In addition, EMS 2.0 systems enable a deeper dive into equipment performance to uncover and resolve many issues that tend to go undetected but add significantly to maintenance costs and energy consumption, and decrease equipment lifespan. These issues can include:
- Short-cycling compressors
- Broken economizers
- Overloaded compressors
- Over / under temperature
- Thermostat set-point anomalies & excessive overrides
With just a few points of data, including real-time energy consumption at the equipment level, thermostat set points, ambient temperatures, HVAC duct temperatures, and outside air temperatures, effective EMS 2.0 software can make it quite simple to detect and react to these previously hidden problems.
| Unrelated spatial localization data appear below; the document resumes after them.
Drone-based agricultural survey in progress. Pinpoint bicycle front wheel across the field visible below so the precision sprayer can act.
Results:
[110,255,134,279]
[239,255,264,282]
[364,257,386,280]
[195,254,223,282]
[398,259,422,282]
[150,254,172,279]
A 2012 HVAC survey by the Professional Retail Store Maintenance Association (PRSM) revealed that:
- Repair procedures are overwhelmingly reactive in nature
- Reactive repairs cost, on average, $622 per service call
- Planned repairs cost, on average, $207 per service call
If facility maintenance providers have access to the insights available through EMS 2.0, they can help their clients improve profitability by reducing expensive reactive repairs. By significantly improving the effectiveness of lower-cost planned maintenance while delivering maintenance services proactively and in a more cost-effective manner, you’ll be a hero to your facility maintenance clients.